Russia Embraces Former Foe Pakistan Using Gas, Diplomacy

Pakistan, once an adversary of Russia, is building military, diplomatic and economic ties with Moscow that could upend historic alliances in the region and open up a fast-growing gas market for Russia’s energy companies, Reuters reports.

Russia’s embrace of Pakistan comes at a time when U.S. influence in Islamabad is waning, and relations between Washington and its historical ally are unraveling over the war in Afghanistan. This marks a remarkable turnaround from the 1980s, when Pakistan and the U.S. were united against Russia as the Soviet Union sent 150,000 soldiers into Afghanistan to prop up its communist ally in the Afghan capital, Kabul.

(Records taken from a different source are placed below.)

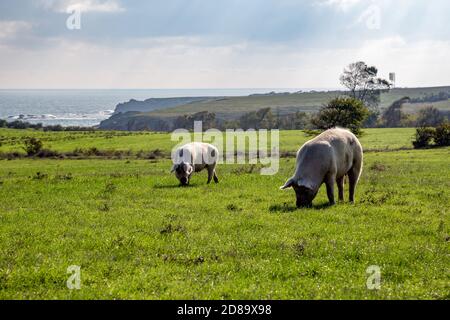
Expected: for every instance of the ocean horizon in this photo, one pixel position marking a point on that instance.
(88, 107)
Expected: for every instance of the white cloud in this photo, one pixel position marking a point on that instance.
(10, 29)
(105, 6)
(343, 5)
(192, 63)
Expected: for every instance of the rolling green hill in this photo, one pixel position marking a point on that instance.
(231, 108)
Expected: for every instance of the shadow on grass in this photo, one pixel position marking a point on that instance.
(287, 208)
(173, 186)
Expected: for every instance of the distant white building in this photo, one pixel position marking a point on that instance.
(392, 78)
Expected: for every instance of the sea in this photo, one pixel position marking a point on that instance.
(89, 107)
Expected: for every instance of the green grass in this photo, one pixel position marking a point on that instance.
(12, 140)
(229, 107)
(136, 235)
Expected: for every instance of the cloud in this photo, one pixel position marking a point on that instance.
(10, 29)
(343, 5)
(63, 6)
(192, 63)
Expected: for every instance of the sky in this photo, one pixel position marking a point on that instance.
(109, 44)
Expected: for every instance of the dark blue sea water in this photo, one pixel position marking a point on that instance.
(89, 107)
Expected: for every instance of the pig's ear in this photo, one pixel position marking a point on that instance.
(288, 184)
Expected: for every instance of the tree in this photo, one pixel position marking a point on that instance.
(392, 117)
(363, 83)
(32, 146)
(442, 135)
(430, 117)
(342, 112)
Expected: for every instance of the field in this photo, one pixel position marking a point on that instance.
(137, 235)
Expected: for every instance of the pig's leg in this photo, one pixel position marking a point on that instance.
(353, 176)
(216, 180)
(330, 188)
(340, 183)
(210, 173)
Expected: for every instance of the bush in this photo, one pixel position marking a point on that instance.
(442, 135)
(32, 146)
(342, 112)
(424, 136)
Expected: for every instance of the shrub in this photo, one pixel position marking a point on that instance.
(424, 136)
(32, 146)
(442, 135)
(342, 112)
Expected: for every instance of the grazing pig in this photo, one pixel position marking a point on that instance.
(194, 157)
(328, 158)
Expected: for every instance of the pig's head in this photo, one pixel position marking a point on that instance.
(305, 194)
(183, 172)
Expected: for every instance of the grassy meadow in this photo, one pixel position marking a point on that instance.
(137, 235)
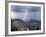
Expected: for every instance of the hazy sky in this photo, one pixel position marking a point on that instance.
(26, 12)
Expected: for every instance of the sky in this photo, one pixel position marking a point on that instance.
(26, 12)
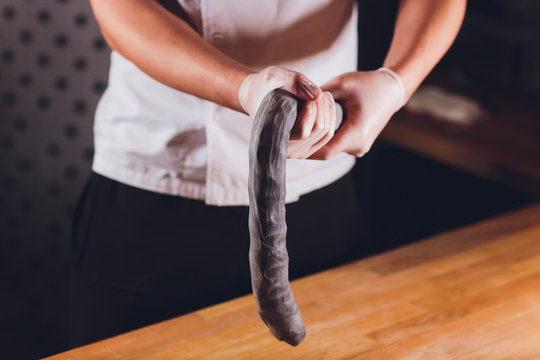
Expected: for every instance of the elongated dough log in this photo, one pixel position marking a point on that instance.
(268, 258)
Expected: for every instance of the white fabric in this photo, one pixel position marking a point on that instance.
(153, 137)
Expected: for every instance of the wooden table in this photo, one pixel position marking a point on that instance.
(473, 293)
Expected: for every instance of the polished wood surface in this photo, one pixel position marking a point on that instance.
(473, 293)
(504, 145)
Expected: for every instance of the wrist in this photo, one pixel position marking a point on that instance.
(398, 82)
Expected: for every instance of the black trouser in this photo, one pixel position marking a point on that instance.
(140, 257)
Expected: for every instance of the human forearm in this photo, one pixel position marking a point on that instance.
(424, 31)
(169, 50)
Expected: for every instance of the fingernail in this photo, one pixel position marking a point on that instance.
(310, 89)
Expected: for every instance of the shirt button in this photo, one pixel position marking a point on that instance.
(217, 36)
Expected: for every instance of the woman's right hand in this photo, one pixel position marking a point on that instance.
(316, 119)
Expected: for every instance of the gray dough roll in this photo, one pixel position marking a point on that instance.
(268, 257)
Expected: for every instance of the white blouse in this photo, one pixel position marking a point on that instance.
(154, 137)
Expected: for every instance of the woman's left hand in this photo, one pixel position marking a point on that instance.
(369, 99)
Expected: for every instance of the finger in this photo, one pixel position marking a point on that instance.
(307, 112)
(320, 128)
(298, 148)
(330, 125)
(337, 144)
(338, 87)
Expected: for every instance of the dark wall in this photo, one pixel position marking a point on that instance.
(53, 65)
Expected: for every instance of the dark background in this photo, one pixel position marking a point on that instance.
(53, 68)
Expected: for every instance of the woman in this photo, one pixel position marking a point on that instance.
(161, 227)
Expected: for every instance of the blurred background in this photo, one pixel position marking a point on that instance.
(467, 146)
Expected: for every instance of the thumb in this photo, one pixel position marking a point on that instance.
(302, 87)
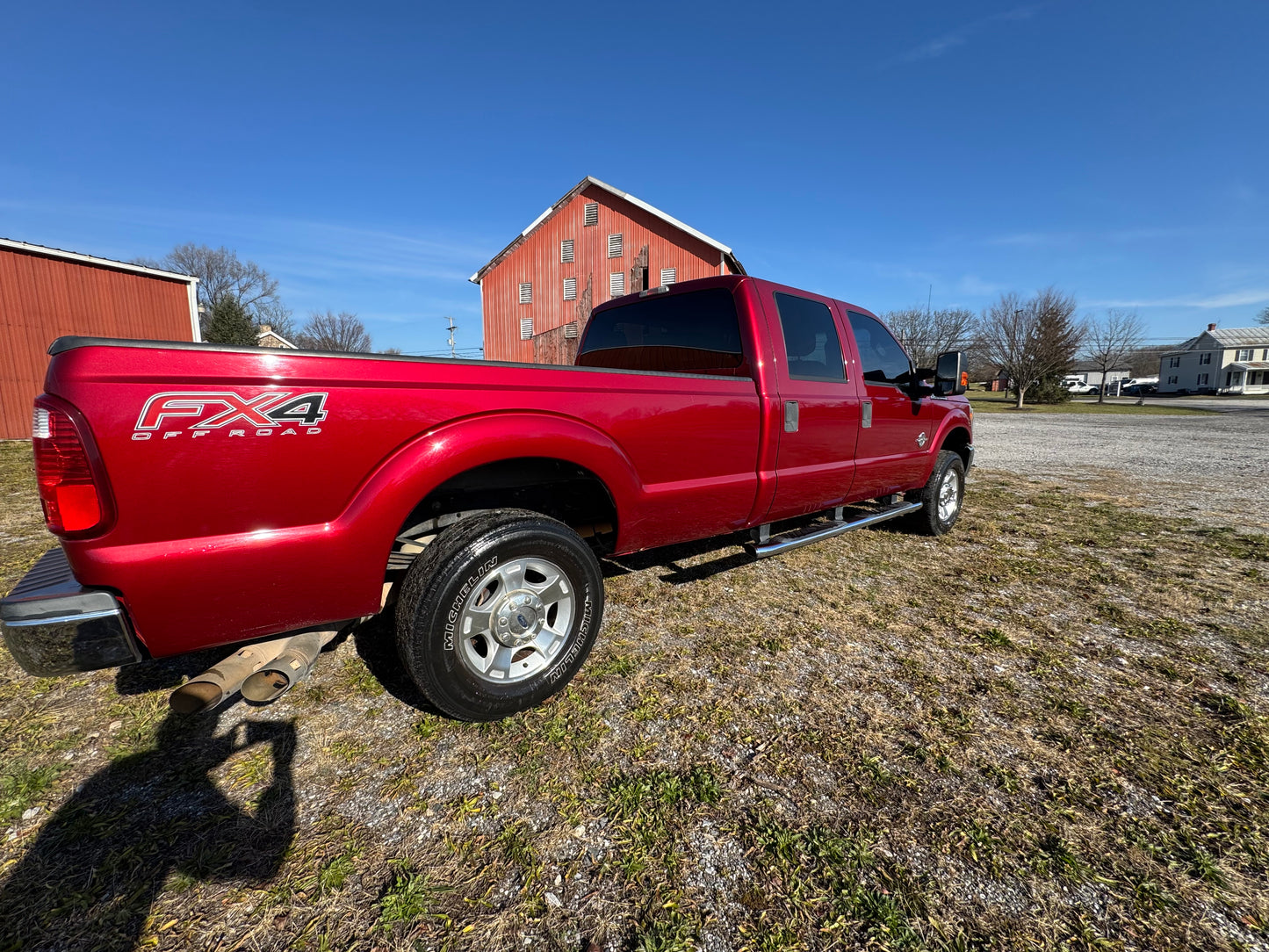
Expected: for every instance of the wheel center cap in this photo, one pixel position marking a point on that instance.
(518, 618)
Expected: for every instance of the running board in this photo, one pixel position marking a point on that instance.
(764, 547)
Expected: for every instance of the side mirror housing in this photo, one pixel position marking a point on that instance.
(951, 376)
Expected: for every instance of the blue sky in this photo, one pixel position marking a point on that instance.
(373, 156)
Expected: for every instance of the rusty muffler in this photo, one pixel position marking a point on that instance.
(290, 667)
(214, 684)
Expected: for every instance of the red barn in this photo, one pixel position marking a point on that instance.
(594, 244)
(46, 292)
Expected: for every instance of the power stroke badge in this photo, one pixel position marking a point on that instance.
(177, 414)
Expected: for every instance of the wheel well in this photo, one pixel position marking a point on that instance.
(555, 487)
(958, 442)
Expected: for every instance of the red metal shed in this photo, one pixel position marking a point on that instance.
(594, 244)
(46, 292)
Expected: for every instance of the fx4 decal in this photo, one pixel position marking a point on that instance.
(202, 413)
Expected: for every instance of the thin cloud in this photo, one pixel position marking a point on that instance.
(937, 47)
(1231, 299)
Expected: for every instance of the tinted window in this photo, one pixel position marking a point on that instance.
(811, 342)
(692, 333)
(881, 358)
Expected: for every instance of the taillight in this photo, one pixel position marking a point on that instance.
(68, 492)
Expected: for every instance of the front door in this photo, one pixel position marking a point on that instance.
(815, 462)
(892, 452)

Though the Moscow-Islamabad rapprochement is in its infancy, a slew of energy deals and growing military cooperation promise to spark life into the Russia-Pakistan relationship that was dead for many decades.

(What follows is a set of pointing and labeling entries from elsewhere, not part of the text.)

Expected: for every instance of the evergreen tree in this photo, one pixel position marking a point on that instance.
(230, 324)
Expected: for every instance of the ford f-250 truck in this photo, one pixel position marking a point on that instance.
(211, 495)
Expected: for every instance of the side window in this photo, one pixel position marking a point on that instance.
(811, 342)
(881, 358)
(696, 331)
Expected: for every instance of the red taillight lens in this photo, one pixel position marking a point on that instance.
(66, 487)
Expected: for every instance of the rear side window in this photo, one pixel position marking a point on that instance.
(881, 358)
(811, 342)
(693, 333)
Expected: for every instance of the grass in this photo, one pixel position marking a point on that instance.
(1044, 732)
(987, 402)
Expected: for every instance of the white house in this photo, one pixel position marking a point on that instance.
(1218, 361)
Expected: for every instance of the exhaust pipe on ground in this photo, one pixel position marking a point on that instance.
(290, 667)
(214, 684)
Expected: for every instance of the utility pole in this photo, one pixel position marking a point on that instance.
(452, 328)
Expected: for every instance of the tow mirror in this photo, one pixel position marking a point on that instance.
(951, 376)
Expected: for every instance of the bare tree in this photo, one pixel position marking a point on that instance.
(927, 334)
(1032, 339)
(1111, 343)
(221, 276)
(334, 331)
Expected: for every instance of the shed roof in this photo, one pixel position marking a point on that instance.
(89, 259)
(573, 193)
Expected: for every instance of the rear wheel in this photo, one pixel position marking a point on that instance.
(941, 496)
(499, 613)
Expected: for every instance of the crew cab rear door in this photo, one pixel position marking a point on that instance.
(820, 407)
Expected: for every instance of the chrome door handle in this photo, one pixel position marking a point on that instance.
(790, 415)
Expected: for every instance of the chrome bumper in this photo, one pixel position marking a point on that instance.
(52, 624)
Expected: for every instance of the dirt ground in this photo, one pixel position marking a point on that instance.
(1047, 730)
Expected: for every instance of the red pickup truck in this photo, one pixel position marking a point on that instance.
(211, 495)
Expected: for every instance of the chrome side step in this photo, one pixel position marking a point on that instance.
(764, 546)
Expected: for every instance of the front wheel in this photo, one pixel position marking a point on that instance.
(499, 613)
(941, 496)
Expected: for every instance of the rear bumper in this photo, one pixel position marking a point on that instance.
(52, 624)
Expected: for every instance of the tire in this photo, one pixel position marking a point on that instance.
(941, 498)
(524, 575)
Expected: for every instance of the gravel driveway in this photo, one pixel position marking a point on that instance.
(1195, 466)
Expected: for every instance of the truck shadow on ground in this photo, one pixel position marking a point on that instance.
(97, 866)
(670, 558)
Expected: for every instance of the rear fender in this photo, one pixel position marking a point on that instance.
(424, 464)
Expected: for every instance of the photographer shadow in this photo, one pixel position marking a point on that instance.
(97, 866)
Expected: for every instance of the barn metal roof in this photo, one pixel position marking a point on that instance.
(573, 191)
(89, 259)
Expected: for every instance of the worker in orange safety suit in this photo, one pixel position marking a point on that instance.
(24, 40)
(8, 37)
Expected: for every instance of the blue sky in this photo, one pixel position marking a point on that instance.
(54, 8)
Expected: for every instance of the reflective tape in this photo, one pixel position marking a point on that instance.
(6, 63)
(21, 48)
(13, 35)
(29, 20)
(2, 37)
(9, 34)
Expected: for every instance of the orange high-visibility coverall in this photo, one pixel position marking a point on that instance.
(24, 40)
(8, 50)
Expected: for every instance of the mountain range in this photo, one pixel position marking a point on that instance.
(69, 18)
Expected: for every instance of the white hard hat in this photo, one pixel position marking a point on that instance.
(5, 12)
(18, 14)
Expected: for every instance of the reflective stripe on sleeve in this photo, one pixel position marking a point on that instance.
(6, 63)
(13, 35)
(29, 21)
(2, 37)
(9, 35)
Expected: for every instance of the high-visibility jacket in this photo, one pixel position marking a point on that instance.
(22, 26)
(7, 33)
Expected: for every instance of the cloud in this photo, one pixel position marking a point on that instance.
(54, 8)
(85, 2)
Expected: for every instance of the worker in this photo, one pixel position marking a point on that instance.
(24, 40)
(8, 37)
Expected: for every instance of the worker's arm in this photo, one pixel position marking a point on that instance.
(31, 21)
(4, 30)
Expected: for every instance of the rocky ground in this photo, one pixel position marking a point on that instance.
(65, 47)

“It is an opening,” Khurram Dastgir Khan, Pakistan’s defense minister, told Reuters. “Both countries have to work through the past to open the door to the future.”

During a trip to Moscow last month by Pakistan’s foreign minister, Khawaja Asif, the two countries announced plans to establish a commission on military cooperation to combat the threat of ISIS in the region.

They also agreed to continue annual military training exercises that began in 2016 and followed the sale of four Russian attack helicopters to Pakistan, as well as the purchase of Russian engines for the Pakistan Air Force’s JF-17 fighter jets that Pakistan’s military assembles on its own soil.

Pakistani energy officials have said the two countries are negotiating potential energy deals worth in excess of $10 billion.

According to AP, Russia last month appointed an honorary council in Pakistan’s northern Khyber Pukhtunkhwa province, where its companies are in talks to build an oil refinery and a power station.

But the biggest deals focus on gas supply and infrastructure to Pakistan, one of the world’s fastest-growing liquefied natural gas (LNG) import markets.

“On a strategic basis, Russia is coming in very fast on the energy side,” said a senior Pakistani energy official.

In October, Pakistan and Russia signed an inter-governmental agreement (IGA) on energy, paving the way for Russian state-giant Gazprom to enter negotiations to supply LNG to Pakistan.

The talks are expected to conclude within three months and Gazprom is considered “one of the front-runners” to clinch a long-term supply deal, according to the Pakistani official. Based on two monthly LNG cargo deliveries, that deal would be worth about $9 billion over 15 years, he added.

There is also growing confidence that a gas pipeline due to be built by Russia, stretching 1,100 km (680 miles) from Lahore to the port city of Karachi, will go ahead.